Dwudziestego pierwszego stycznia w Dzień Babci, już od rana w Jeżewskim przedszkolu panowało lekkie podenerwowanie u maluchów – Czy moja babcia na pewne przyjedzie? - martwił się Mateusz, Weronika z kolei martwiła czy nie zapomni wierszyka. Humorów nie poprawiło, prawie nie tknięte pyszne śniadanko, a tuż po nim do przedszkola zaczęły schodzić się pierwsze babcie i dziadkowie. Wszystkich zebranych przywitała przedszkolanka pani Daria Ciesielska – niestety spotkaliśmy się dziś w bardzo okrajanym, zarówno naszych małych przedszkolaków jest dziś o połowę mniej niż być powiano, ich nieobecność spowodowana jest po prostu chorobą, a co za tym idzie sporo mniej zacnych babć i dziadków przybyło na dzisiejszą wyjątkową uroczystość, w nielicznych przypadkach w i ich zastępstwie przyszła mama.

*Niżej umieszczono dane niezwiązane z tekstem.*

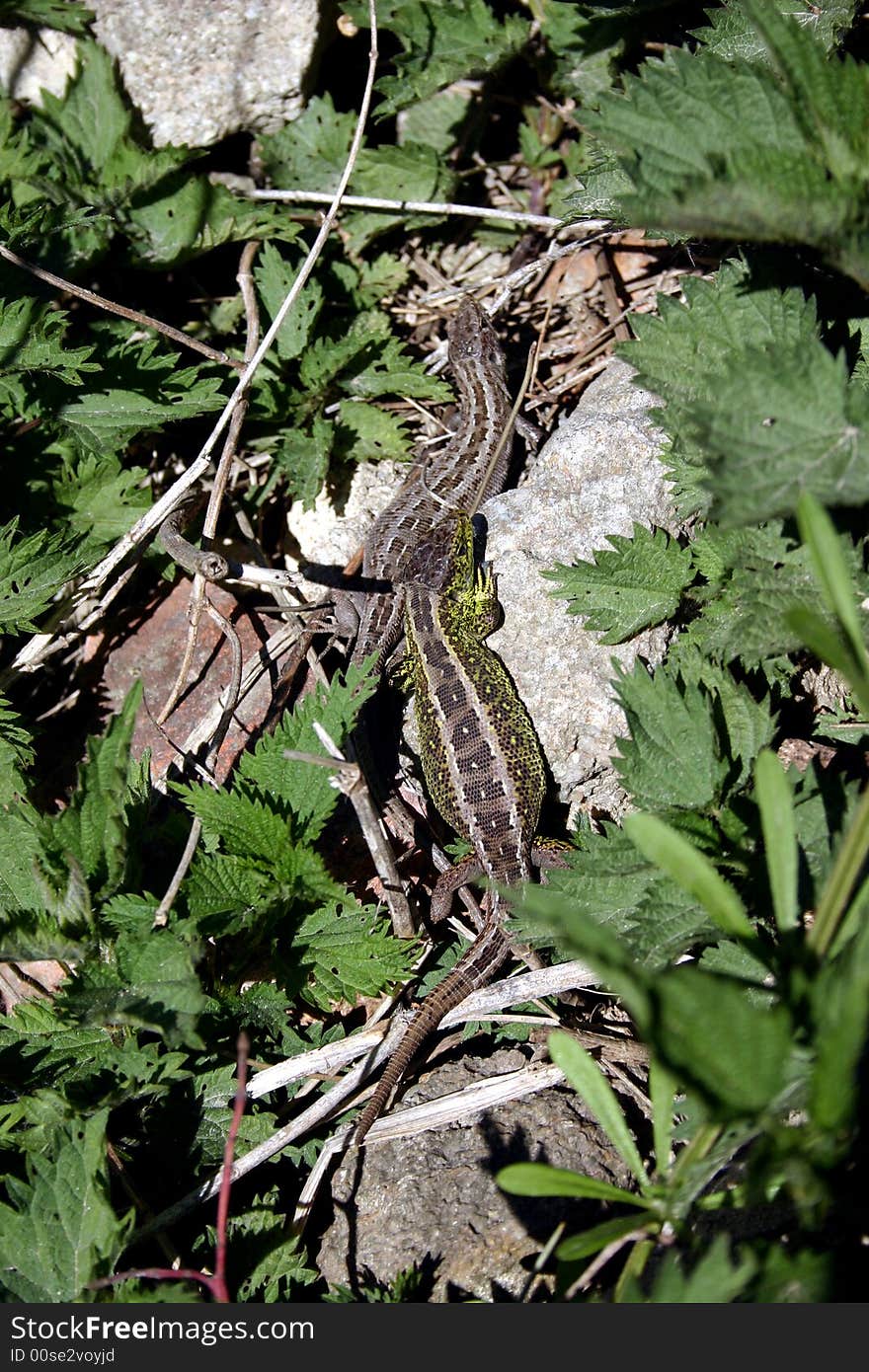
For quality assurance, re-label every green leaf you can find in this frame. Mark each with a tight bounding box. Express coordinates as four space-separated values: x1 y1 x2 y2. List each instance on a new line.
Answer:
53 453 151 546
549 1031 650 1191
576 10 869 287
272 415 335 510
0 518 84 634
644 967 791 1119
542 523 693 644
496 1162 645 1207
555 1214 648 1262
619 260 820 514
338 401 411 462
0 1111 133 1304
625 815 755 940
239 668 375 842
693 339 869 525
291 901 412 1010
254 243 323 361
258 94 356 192
755 750 799 933
810 899 869 1135
60 929 206 1048
650 1058 676 1178
0 694 35 806
620 1234 757 1305
615 662 726 809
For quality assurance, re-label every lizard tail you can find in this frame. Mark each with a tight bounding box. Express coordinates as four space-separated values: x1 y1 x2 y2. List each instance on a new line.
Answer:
353 917 510 1147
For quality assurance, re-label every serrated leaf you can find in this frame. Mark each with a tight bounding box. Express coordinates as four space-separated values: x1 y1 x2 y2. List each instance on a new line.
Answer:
338 401 411 462
260 94 356 192
53 682 143 894
576 13 869 285
0 694 35 806
59 929 206 1048
693 339 869 525
0 518 84 634
625 813 753 940
239 668 375 842
542 523 693 644
549 1030 650 1191
361 0 528 118
53 453 151 546
292 903 411 1010
615 662 726 809
254 243 323 361
644 967 791 1118
619 261 819 514
272 415 335 510
0 1111 133 1304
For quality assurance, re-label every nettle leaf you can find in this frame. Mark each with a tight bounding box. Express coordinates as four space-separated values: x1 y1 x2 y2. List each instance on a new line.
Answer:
514 823 719 970
52 682 141 894
0 0 94 35
669 648 775 789
542 523 693 644
258 94 356 192
239 667 375 842
0 694 35 806
669 525 819 671
0 518 85 634
576 0 869 287
367 0 528 118
57 929 207 1048
0 295 100 386
254 243 323 361
342 335 453 401
693 0 856 60
693 339 869 527
615 662 728 809
120 174 287 267
0 1111 133 1304
643 967 791 1118
272 415 335 510
52 453 151 546
288 901 415 1010
338 401 411 462
345 137 454 254
619 261 819 514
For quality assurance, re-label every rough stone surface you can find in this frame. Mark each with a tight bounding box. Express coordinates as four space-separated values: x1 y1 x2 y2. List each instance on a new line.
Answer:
0 29 75 105
0 0 321 147
482 359 676 813
317 1048 627 1302
288 361 676 815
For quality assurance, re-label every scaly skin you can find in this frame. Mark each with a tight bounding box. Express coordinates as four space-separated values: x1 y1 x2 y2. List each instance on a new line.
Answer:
355 516 559 1144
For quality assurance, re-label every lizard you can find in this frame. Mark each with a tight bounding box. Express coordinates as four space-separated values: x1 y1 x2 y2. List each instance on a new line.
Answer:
353 514 564 1144
351 296 513 671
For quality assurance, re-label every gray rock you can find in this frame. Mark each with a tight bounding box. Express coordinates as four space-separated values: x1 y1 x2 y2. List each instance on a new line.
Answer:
317 1048 629 1302
0 0 321 147
288 359 678 816
0 29 75 105
482 359 676 813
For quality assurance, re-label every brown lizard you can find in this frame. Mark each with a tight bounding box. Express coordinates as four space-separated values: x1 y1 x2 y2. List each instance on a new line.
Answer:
353 516 564 1143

Kochane wnuki przygotowały dla swych ukochanych babć i dziadków specjalne wierszyki i piosenki, czym niejednokrotnie wzruszyły zgromadzonych do łez, po przedstawieniu wszystkie dzieci wręczyły swoim bliskim własnoręcznie wykonane upominki, dla babci była kwiecista laurka, a dla dziadka krawat w kropki, uściskom buziakom i całusom nie było końca. Po części oficjalnej wszyscy wspólnie zasiedli przy stolikach ze słodkościami, dziadkowie dumnie przy tym prezentowali swoje nowe krawaty. Po posiłku, kiedy emocje opadły i atmosfera nieco się rozluźniła przedszkolaki uczyły swoje babcie i dziadków najnowszych kroków tanecznych, śpiewali piosenki i tak po prostu razem świetnie się bawili.
- Jestem młodą babcią i po raz pierwszy biorą udział w takim spotkaniu to bardzo miło, ze strony pań przedszkolanek, że przygotowały dzieci i zrobiły to w taki radosny, a jednocześnie wkruszający sposób szkoda tylko, że jest nas tak mało.
- To już moje drugie takie spotkanie w tym roku, wczoraj z mężem byliśmy zaproszeni do starszej wnuczki, jednak nic nie ma takiego uroku jak te pioseneczki i wierszyki wypowiedziane cichutkim głosem przez te maluchy, jak tylko weszłam i zobaczyłam te przestraszone minki na ławce to już się wzruszałam, a jak Karolinka przyszła do nas z prezentami to całkiem się rozkleiłam. Te nasze kochane wnuki to nasza cała radość życia, z mężem mamy ich siedem najstarsza ma 16 lat, a najmłodszy niespełna rok, jestem taką etatową babcią, między innymi często odbieram Karolinkę z przedszkola i cieszę się, że w ten sposób mogę pomoc dorosłym dzieciom.